A ação, apresentada pela mineradora Serra Grande S.A., foi a resposta da empresa ao protesto dos seus trabalhadores pelo fato da companhia não oferecer transporte até o local de trabalho, de difícil acesso, direito assegurado legalmente, mas restrito pelo acordo coletivo vigente.
Por 7 votos a 2, o Supremo decidiu que acordos coletivos podem reduzir direitos trabalhistas, desde que respeitem “um patamar mínimo civilizatório”. Desde que entrou em pauta, o julgamento vinha preocupando os movimentos e entidades de pessoas com deficiência, muitos dos quais enviaram ofícios aos ministros alertando do perigo desse julgamento.
Agora, já que acordos coletivos podem reduzir direitos, também as cotas obrigatórias para funcionários com deficiência (2 a 5% em empresas com mais de 100 funcionários) também podem ser reduzidas ou, no pior dos casos, suprimidas por completo.
Mesmo com a ressalva feita pelos ministros, de que essa redução precisa respeitar o tal “patamar mínimo civilizatório” e não deve tirar do trabalhador “garantias mínimas de cidadania”, quem irá definir esse patamar e o mínimo aceitável de cidadania? Os patrões, que foram ao STF para não ter que fornecer aos trabalhadores goianos um trajeto de segurança para o trabalho? O judiciário, cúmplice histórico da extrema desigualdade do nosso país? No país do Holocausto de Barbacena, de Amíltons e Genivaldos, onde está a garantia de que as pessoas com deficiência estarão nesse patamar?

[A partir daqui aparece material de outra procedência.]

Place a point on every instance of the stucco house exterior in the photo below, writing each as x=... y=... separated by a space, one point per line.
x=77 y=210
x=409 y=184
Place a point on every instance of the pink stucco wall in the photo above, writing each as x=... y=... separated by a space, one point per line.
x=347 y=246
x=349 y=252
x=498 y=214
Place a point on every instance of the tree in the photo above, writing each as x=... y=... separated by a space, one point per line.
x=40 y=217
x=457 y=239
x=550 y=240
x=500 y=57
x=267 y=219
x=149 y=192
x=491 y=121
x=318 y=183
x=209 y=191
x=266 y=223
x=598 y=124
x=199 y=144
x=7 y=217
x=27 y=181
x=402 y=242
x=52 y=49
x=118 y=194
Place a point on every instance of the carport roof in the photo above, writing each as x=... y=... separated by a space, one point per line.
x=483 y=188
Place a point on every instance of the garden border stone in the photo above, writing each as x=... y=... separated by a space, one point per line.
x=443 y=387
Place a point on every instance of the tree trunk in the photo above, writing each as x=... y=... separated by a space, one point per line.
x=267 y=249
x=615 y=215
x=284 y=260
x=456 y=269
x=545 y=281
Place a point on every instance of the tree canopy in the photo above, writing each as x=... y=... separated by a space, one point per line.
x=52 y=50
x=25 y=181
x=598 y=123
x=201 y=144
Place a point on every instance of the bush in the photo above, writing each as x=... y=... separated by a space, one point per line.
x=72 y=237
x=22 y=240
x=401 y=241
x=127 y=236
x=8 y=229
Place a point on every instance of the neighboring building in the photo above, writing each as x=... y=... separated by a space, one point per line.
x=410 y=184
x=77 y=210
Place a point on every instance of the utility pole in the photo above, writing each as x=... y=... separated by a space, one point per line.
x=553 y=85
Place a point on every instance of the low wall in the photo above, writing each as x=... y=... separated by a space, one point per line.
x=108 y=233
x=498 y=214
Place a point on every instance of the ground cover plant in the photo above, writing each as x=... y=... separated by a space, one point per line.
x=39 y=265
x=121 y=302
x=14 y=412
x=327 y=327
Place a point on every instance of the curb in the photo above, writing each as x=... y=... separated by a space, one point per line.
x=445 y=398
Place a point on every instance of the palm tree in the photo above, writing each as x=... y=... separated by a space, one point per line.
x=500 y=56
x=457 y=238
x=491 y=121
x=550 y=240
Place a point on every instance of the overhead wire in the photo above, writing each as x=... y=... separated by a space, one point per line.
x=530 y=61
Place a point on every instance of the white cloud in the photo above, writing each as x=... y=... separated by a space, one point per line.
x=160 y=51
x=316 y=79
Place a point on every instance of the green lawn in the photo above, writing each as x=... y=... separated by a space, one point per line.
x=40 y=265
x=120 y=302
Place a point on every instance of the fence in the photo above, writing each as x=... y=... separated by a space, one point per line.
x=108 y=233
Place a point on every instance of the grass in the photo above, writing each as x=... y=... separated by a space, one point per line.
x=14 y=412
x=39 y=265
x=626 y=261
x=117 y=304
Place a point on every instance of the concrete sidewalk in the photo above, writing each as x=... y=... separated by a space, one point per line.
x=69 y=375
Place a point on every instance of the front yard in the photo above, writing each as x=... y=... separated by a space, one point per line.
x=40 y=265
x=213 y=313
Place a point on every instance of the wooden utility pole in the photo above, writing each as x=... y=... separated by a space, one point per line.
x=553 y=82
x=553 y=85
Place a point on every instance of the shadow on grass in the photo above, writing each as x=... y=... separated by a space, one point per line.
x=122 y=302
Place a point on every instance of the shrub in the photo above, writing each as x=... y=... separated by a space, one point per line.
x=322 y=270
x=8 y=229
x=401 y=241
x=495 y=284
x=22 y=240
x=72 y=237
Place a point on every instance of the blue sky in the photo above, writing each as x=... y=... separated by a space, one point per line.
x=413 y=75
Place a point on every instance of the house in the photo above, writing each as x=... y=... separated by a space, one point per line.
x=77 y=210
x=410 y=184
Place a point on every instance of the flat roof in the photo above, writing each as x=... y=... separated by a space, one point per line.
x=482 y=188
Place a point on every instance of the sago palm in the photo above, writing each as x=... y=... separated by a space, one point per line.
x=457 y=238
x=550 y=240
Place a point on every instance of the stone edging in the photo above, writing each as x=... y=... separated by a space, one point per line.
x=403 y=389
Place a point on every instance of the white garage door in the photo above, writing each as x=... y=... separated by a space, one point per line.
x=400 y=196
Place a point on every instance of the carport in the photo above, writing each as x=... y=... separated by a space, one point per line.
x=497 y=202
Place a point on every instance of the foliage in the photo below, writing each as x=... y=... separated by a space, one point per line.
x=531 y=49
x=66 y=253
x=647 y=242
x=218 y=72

Mesmo não tendo sido o assunto primário da discussão, é de conhecimento público que a imensa maioria das pessoas com deficiência só está empregada porque a cota não podia, até hoje, ser objeto de acordos coletivos.
Contra mais esse ataque à classe trabalhadora como um todo, e em maior medida aos trabalhadores com deficiência e que exercem profissões de risco, a saída é clara: precisamos ocupar as ruas e mostrar que não vamos permitir que o papel representativo dos sindicatos seja usado para nos jogar na miséria e no trabalho precário. O “patamar civilizatório” precisa ser definido por nós, trabalhadores, e não por aqueles que ou querem lucrar a absolutamente qualquer custo ou estão comprometidos em proteger esses lucros em troca de algumas migalhas.